An inside look at contact tracing

Contact tracing is the hot new thing! As we described in a previous post, IGHS faculty and staff are at the forefront of national efforts to contain COVID-19 through contact tracing – identifying people who have been in contact with those who have COVID-19 and instructing them to isolate so they don’t infect anybody else.

To recap: At the start of this effort the San Francisco Department of Public Health didn’t have the capacity to do all that needs to be done to stay a step ahead of the novel coronavirus that is upending every aspect of city life. So, the department tapped IGHS experts with long resumes building capacity for public health officials around the world to train San Francisco city workers from other departments to do the work.  

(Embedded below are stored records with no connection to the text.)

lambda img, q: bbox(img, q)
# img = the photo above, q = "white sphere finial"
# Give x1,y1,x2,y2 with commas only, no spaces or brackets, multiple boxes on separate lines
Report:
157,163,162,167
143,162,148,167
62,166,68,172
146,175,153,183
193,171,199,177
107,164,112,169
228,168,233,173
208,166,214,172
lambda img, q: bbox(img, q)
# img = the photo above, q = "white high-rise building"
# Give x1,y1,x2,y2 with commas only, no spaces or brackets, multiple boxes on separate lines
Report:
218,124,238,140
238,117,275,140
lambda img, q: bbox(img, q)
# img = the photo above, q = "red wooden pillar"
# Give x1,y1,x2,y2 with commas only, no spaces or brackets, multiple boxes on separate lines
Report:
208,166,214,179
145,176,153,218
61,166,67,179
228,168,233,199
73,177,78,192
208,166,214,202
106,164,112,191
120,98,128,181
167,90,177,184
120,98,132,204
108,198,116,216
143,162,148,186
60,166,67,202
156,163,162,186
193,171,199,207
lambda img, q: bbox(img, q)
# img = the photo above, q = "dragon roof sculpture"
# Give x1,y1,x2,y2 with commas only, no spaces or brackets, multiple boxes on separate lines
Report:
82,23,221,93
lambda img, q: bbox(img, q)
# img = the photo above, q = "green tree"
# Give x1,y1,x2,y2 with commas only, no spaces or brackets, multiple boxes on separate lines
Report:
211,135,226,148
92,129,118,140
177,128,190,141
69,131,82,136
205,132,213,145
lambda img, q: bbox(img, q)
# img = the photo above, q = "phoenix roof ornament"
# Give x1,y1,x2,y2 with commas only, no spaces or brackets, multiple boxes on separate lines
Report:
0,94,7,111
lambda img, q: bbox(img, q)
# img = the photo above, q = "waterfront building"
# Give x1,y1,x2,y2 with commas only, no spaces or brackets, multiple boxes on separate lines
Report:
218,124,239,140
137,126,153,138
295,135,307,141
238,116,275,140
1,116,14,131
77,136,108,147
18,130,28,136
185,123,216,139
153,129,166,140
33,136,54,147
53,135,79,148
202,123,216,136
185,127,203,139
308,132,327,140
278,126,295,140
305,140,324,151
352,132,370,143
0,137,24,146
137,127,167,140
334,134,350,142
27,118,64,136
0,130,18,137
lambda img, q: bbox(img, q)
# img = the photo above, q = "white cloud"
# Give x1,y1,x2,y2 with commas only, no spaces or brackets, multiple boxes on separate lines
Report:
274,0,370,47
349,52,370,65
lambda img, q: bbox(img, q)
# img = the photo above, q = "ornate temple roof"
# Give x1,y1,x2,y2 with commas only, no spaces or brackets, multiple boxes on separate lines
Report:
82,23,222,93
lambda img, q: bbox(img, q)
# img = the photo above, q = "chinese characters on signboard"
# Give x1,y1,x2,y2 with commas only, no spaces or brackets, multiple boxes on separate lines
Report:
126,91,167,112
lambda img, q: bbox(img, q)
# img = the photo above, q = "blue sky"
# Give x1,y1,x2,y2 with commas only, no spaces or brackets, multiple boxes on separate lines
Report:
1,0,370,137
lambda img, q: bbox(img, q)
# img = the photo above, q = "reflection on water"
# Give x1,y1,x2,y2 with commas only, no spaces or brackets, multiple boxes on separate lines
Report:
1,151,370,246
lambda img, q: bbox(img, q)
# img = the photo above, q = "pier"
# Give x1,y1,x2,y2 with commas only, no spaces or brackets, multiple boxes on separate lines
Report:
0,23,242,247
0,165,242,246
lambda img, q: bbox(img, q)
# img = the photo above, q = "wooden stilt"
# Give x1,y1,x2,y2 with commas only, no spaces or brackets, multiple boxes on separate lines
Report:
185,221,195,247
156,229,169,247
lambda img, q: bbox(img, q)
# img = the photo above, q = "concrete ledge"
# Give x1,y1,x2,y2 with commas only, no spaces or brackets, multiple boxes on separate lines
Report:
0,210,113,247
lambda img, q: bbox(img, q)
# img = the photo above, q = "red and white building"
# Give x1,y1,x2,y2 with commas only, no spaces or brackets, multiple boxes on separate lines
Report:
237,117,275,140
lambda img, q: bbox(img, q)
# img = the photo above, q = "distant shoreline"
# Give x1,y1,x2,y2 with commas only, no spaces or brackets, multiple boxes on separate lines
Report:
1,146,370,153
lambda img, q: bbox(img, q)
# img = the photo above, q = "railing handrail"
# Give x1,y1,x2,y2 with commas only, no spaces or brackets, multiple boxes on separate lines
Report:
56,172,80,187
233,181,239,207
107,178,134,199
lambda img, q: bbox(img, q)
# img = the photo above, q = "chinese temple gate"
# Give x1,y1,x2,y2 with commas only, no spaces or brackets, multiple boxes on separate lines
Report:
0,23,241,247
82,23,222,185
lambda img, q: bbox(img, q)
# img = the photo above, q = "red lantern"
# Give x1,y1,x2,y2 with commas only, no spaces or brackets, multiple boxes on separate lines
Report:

Contact tracing sounds simple, so why can’t we get these efforts up and rolling around the country? Well, after logging a couple shifts as a contact tracer, I’m here to tell you, it’s not that simple.

The reasons why say a lot about the challenges of global health work and about why economic disparities translate into health disparities. 

Consider this: Quarantine – which is what they call isolating someone who’s been exposed but doesn’t show signs of being sick – lasts two weeks from the last date of exposure to the coronavirus. If someone lives with the COVID-positive person, that means they need to know the last date that person had symptoms. What was I to tell the woman whose husband first got sick a month prior and was still not exactly better? Was he still symptomatic? When was he last contagious? I opted to have the on-call doctor call her, but that takes time and money.

What about the COVID-positive mother who needed to isolate herself so as not to infect her three-year-old daughter?

What can we tell people who don’t have anyone to shop for them or pick up their prescriptions? San Francisco is ahead of most cities in its willingness and ability to provide social services for the sick and quarantined. But the city is scrambling to nail down the details, and the eligibility requirements and the process is changing a bit each day. Each time they change, every contact tracer has to adapt.  

One man was exposed to multiple people in his house who have COVID-19. One housemate identified him by a nickname and the other by his full name, so he had two case files for him. When he tried to access food support, he gave his full name, but they had only his nickname. This was – amazingly – resolved by a medical student doing her first shift of contact tracing.

This work can be scaled up, but it will always be labor intensive, and it will always require people who are clever and persistent problem solvers and have a healthy dose of empathy. And in many places, most of them will also need to be fluent in another language because recent immigrants make up a big percentage of the low-paying jobs that keep groceries on the shelves and nursing home patients bathed and fed.

It would be easier if those essential workers all had the time and money to take ESL classes. It would be easier if they didn’t have to live with 5, 10 or 15 housemates to make rent. It would be easier if everybody had paid sick leave so they could continue to afford food and medication when they’re required to stop going to work for quarantine. It would be easier if everyone who’s been laid off as a result of the pandemic had already received enough education and training to dive right into problem solving using unfamiliar software. It would be easier if everyone had a regular doctor and could access testing and medical care. It would be easier if we could refer everybody to the same place for testing, and not to an array of private and public providers. It would be easier if the government could provide food and medicine for everyone who is required to stay home. The pandemic has shined a spotlight on the thinning American safety net.  

At times, it’s hard to remember why it’s so difficult to achieve the straightforward goal of global health – bringing proven care to more people. An inside look at how a tattered safety net can complicate even seemingly simple plans refreshes one’s memory. If only we can act on that insight as we move forward, we might manage to do more effective global health work and to improve U.S. health outcomes as well.